Wednesday, November 24, 1999
Spamming the globe...

By BIILY MURPHY
Laugh Lines

“There's no place like home, there's no place like home...” for some great spamming material. So this time around I will just cover Atlanta instead of the whole country.

Well, well, they have shut down the Gold Club strip bar for corruption. Who can believe this? We know a lot of our politicians are crooked. We have come to expect our school teachers to live secret lives. But what is this world coming to when our very own strip clubs aren't run on the up and up?

It truly must be the apocalypse when the good people of the exotic dancing world have run afoul of the law. Now what will the out-of-town, upscale businessmen do with all this time on their hands? I mean, the church doors aren't open in the evenings except on Wednesdays and that is 2-for-1 lap dancing night.

Do the judges and police not realize there are employees they are sending to the street? These music and movement professionals have Corvette payments to make, not to mention their breast augmentation loans. Oh well, I guess there might be one or two other establishments of this nature in Atlanta where they can find work.

What is with the wrecks on our expressways involving these large 18-wheelers? People are complaining about traffic, but somebody is picking up some real speed somehow. We have not long had the HOV lanes in place; now we need to develop some special lanes for these large tanker and tandem rigs; call them HOB (Hung Over on Beer) lanes.

The rest of us might as well be driving around with bull's-eyes on the back of our cars. I promise I saw a Mack truck recently with a scope on his dashboard. When you see these guys pulling those cords inside their trucks you may think they are simply blowing their horn, but no, they are just adding another score to their tally.

I have a great idea how to keep these big-rigs out of our rush-hour traffic. Let our traffic police network with our vice police and simply reopen the Gold Club from 4 to 7 each day. Take the danger off the road and put it inside the one place in the world where a man in a Budweiser cap can look sensitive (while stuffing dollar bills into a garter).

Chipper Jones won the National League Most Valuable Player award this week. In some sick way he attributed his success this year to his recent “troubles” (i.e., losing his wife after he fathered a child with someone else). Am I the only one to notice what a slap in the face this must be to his former wife?

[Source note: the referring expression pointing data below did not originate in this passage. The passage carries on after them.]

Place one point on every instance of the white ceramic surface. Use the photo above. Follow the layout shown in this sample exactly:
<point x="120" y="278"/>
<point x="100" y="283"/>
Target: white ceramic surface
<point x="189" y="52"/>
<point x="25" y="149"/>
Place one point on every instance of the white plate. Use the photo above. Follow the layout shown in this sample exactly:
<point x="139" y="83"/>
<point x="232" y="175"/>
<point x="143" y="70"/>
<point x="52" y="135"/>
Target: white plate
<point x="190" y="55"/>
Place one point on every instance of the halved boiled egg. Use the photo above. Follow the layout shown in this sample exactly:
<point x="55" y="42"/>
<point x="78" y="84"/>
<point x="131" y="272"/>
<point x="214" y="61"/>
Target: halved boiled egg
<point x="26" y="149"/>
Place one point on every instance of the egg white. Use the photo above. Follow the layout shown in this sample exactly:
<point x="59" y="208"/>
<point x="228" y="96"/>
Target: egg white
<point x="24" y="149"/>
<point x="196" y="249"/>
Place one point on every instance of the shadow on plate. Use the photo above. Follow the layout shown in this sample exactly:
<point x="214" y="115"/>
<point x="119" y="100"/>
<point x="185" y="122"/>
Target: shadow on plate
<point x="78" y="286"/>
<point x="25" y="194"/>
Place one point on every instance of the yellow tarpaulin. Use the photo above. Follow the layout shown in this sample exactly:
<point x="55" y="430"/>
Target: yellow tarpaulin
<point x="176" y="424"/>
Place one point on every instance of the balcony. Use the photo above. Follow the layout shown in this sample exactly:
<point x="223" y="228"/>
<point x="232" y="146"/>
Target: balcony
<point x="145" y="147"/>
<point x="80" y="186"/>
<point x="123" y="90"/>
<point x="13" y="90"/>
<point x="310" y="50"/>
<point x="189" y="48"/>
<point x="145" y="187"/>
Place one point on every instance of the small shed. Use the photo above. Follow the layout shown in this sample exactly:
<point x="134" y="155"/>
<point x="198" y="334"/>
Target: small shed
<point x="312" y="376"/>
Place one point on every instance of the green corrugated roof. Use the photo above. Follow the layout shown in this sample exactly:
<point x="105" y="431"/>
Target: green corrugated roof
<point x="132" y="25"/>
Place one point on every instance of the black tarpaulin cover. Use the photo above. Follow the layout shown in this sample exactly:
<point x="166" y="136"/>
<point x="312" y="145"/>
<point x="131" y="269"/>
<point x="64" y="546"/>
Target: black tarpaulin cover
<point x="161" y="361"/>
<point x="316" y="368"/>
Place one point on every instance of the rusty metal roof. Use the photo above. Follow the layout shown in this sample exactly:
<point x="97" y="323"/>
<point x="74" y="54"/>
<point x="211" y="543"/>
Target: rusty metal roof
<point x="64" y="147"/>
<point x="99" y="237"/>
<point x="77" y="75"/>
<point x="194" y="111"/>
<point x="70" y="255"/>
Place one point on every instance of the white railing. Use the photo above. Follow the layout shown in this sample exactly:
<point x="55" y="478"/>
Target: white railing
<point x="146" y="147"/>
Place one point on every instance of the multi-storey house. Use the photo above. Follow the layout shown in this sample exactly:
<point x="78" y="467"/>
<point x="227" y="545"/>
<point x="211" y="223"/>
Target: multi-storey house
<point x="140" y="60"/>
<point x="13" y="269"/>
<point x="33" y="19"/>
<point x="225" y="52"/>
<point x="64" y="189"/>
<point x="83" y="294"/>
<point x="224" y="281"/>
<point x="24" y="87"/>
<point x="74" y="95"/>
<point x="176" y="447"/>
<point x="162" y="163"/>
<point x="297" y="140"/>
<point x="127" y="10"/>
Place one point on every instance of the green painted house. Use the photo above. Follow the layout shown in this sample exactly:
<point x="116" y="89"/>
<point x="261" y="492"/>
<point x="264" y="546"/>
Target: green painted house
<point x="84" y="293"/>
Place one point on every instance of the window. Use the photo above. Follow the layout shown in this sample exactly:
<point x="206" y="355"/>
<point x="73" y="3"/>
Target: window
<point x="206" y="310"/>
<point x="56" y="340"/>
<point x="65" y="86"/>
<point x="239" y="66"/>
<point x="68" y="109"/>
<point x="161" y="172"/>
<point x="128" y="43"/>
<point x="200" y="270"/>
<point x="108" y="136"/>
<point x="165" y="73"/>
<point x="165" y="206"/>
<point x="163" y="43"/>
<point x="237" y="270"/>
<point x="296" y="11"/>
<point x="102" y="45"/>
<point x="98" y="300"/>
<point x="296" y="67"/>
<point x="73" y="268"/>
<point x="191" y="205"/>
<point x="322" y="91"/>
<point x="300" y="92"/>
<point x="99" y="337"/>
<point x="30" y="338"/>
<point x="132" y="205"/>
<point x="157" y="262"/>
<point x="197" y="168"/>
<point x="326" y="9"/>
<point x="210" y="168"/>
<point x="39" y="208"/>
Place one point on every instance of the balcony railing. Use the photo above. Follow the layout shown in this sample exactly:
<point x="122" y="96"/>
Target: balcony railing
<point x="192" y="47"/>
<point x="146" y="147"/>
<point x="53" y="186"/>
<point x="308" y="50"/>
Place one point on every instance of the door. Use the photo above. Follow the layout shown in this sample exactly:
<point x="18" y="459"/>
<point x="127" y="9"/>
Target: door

Even though Chipper takes blame for his situation, he turns around and sorta says, “Wow, what a great thing happened to me 'cause I was an irresponsible pig.” Sorta like he was saying to his former wife, “Thanks for holding me back all these years, I couldn't have done it with ya.”

Oh, well, can you imagine how much better he will be next year now that the Gold Club is shut down? The Braves should be a cinch for the World Series title.